Dear all, does anyone know if there exists an effort to bring some kind of distributed computing to R? The most simple functionality I'm after is to be able to explicitly perform a task on a computing server. Sorry if this is a non-informed newbie question... Best regards Anders Sj?gren PhD Student Dept. of Mathematical Statistics Chalmers University of Technology Gothenburg, Sweden
Distributed computing
10 messages · Anders Sjögren, Byron Ellis, Tony Plate +5 more
http://www.analytics.washington.edu/statcomp/ You probably want to look at either Rpvm or the R Statistical Server (Python/SOAP)
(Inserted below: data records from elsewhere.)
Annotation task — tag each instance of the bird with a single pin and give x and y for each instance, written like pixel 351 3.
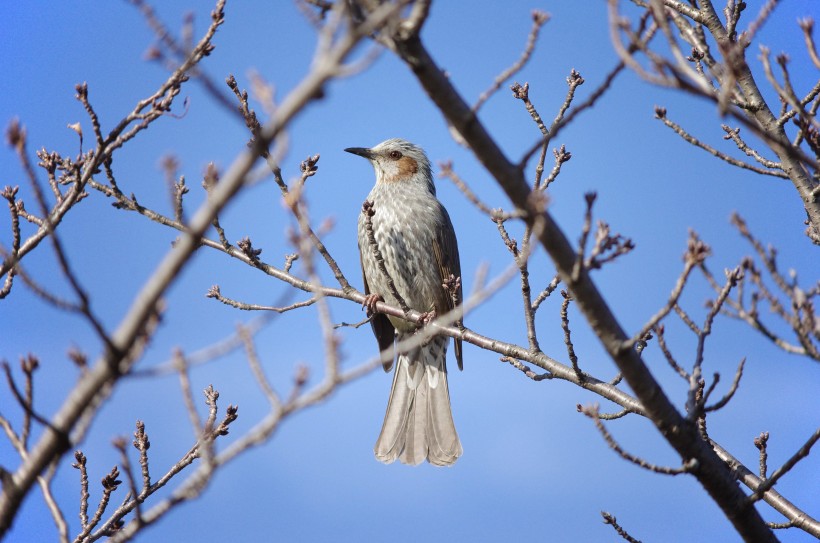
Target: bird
pixel 416 242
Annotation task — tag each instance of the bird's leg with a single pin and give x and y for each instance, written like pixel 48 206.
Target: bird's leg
pixel 370 301
pixel 428 317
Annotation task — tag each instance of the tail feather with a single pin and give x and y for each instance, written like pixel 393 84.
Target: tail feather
pixel 418 424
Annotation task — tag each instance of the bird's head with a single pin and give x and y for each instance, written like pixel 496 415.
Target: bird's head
pixel 398 161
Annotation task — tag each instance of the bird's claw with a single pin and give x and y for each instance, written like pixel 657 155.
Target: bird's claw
pixel 370 301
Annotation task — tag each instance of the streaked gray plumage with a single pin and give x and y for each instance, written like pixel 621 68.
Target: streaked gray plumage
pixel 417 241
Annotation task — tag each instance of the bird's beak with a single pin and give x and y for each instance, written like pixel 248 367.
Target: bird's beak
pixel 361 151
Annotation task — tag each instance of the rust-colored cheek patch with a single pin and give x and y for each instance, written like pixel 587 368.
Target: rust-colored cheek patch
pixel 407 167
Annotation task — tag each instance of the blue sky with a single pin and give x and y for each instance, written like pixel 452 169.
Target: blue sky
pixel 532 467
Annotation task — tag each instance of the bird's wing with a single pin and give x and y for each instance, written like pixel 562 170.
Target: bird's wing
pixel 382 327
pixel 445 248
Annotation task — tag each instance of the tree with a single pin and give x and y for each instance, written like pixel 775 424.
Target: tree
pixel 116 274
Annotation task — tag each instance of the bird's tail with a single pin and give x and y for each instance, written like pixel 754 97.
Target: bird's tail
pixel 419 424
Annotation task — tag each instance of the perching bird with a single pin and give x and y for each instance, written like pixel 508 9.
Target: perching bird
pixel 416 240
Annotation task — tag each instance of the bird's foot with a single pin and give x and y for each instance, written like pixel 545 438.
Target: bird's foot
pixel 370 302
pixel 428 317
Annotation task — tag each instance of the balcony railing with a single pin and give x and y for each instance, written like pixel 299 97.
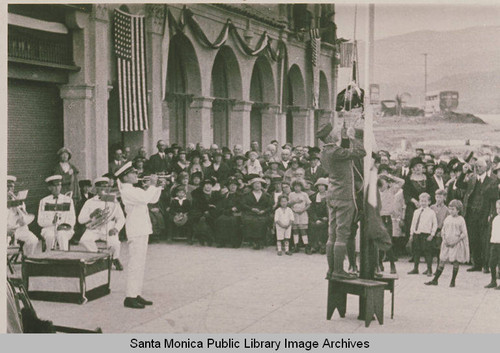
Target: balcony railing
pixel 37 46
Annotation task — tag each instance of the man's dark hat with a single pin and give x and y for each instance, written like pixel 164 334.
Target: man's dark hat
pixel 324 131
pixel 414 161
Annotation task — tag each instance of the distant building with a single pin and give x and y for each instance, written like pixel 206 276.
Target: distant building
pixel 62 82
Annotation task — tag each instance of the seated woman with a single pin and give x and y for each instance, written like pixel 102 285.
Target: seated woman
pixel 318 217
pixel 257 207
pixel 180 206
pixel 227 224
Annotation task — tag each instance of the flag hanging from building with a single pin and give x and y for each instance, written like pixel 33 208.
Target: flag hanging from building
pixel 130 45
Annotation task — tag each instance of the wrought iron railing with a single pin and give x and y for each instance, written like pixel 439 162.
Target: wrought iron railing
pixel 40 46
On Mar 22, 2004, at 4:21 AM, Anders Sj?gren wrote:
Dear all, does anyone know if there exists an effort to bring some kind of distributed computing to R? The most simple functionality I'm after is to be able to explicitly perform a task on a computing server. Sorry if this is a non-informed newbie question... Best regards Anders Sj?gren PhD Student Dept. of Mathematical Statistics Chalmers University of Technology Gothenburg, Sweden
______________________________________________ R-devel@stat.math.ethz.ch mailing list https://www.stat.math.ethz.ch/mailman/listinfo/r-devel
--- Byron Ellis (bellis@hsph.harvard.edu) "Oook" -- The Librarian
The R-help list is probably better for this sort of question. In any case,
the R newsletter is a great source of accumulated (& distilled!) wisdom,
and the following might be relevant.
@Article{Rnews:Li+Rossini:2001,
author = {Michael Na Li and A.J. Rossini},
title = {{RPVM}: Cluster Statistical Computing in {R}},
journal = {R News},
year = 2001,
volume = 1,
number = 3,
pages = {4--7},
month = {September},
url = {http://CRAN.R-project.org/doc/Rnews/}
}
@Article{Rnews:Yu:2002,
author = {Hao Yu},
title = {Rmpi: Parallel Statistical Computing in R},
journal = {R News},
year = 2002,
volume = 2,
number = 2,
pages = {10--14},
month = {June},
url = {http://CRAN.R-project.org/doc/Rnews/}
}
@Article{Rnews:Carson+Murison+Mason:2003,
author = {Brett Carson and Robert Murison and Ian A. Mason},
title = {Computational Gains Using {RPVM} on a Beowulf Cluster},
journal = {R News},
year = 2003,
volume = 3,
number = 1,
pages = {21--26},
month = {June},
url = {http://CRAN.R-project.org/doc/Rnews/}
}
hope this helps,
Tony Plate
At Monday 02:21 AM 3/22/2004, Anders Sjögren wrote:
Dear all, does anyone know if there exists an effort to bring some kind of distributed computing to R? The most simple functionality I'm after is to be able to explicitly perform a task on a computing server. Sorry if this is a non-informed newbie question... Best regards Anders Sjögren PhD Student Dept. of Mathematical Statistics Chalmers University of Technology Gothenburg, Sweden
______________________________________________ R-devel@stat.math.ethz.ch mailing list https://www.stat.math.ethz.ch/mailman/listinfo/r-devel
1 day later
does anyone know if there exists an effort to bring some kind of distributed computing to R? The most simple functionality I'm after is to be able to explicitly perform a task on a computing server. Sorry if this is a non-informed newbie question...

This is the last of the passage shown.